You are viewing a plain text version of this content. The canonical link for it is here.
Posted to httpclient-users@hc.apache.org by yonik <ys...@gmail.com> on 2007/12/22 00:26:20 UTC

application/x-www-form-urlencoded standard

Using HttpClient 3.1, it looks like PostMethod parameters are encoded in the
body using the URI scheme of percent encoding the UTF-8 bytes.

The standard that specifies URI encoding is
http://www.ietf.org/rfc/rfc3986.txt
Does anyone have a pointer that specifies that
application/x-www-form-urlencoded should be handled in the same manner?

As an example, given a parameter of "q","h\u00e9llo"
HttlClient will generate a POST body with q=h%C3%A9llo

-Yonik
-- 
View this message in context: http://www.nabble.com/application-x-www-form-urlencoded-standard-tp14464212p14464212.html
Sent from the HttpClient-User mailing list archive at Nabble.com.


---------------------------------------------------------------------
To unsubscribe, e-mail: httpclient-users-unsubscribe@hc.apache.org
For additional commands, e-mail: httpclient-users-help@hc.apache.org


Re: application/x-www-form-urlencoded standard

Posted by yonik <ys...@gmail.com>.

Roland Weber wrote:
> 
> Hello Yonik,
> 
>> The standard that specifies URI encoding is
>> http://www.ietf.org/rfc/rfc3986.txt
>> Does anyone have a pointer that specifies that
>> application/x-www-form-urlencoded should be handled in the same manner?
> 
> http://www.w3.org/TR/html401/interact/forms.html#form-content-type
> 

Thanks... that standard doesn't specifically address how to handle unicode
(and references the older http://www.ietf.org/rfc/rfc1738.txt which also
doesn't handle it).
One *could* make the logical leap that since rfc3986 updates rfc1738, that
the double-encoding in section 2.5 of rfc3986 should now apply (encode using
UTF-8 first, then percent encode those individual octets).

However, one could also make the case that that hack only applies to the URI
since there is no place to specify a character encoding.  Since we *can*
specify character sets for a POST body, it could also make sense to simply
leave \u00e9 alone (encode it per the declared charset).

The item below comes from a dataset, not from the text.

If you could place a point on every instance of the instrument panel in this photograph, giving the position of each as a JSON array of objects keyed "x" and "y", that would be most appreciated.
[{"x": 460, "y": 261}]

It would be nice if the standards were actually updated to spell it out.

-Yonik

from http://www.w3.org/TR/html401/interact/forms.html#form-content-type
'''
application/x-www-form-urlencoded  

This is the default content type. Forms submitted with this content type
must be encoded as follows:

   1. Control names and values are escaped. Space characters are replaced by
`+', and then reserved characters are escaped as described in [RFC1738],
section 2.2: Non-alphanumeric characters are replaced by `%HH', a percent
sign and two hexadecimal digits representing the ASCII code of the
character. Line breaks are represented as "CR LF" pairs (i.e., `%0D%0A').
   2. The control names/values are listed in the order they appear in the
document. The name is separated from the value by `=' and name/value pairs
are separated from each other by `&'.
'''


-- 
View this message in context: http://www.nabble.com/application-x-www-form-urlencoded-standard-tp14464212p14470290.html
Sent from the HttpClient-User mailing list archive at Nabble.com.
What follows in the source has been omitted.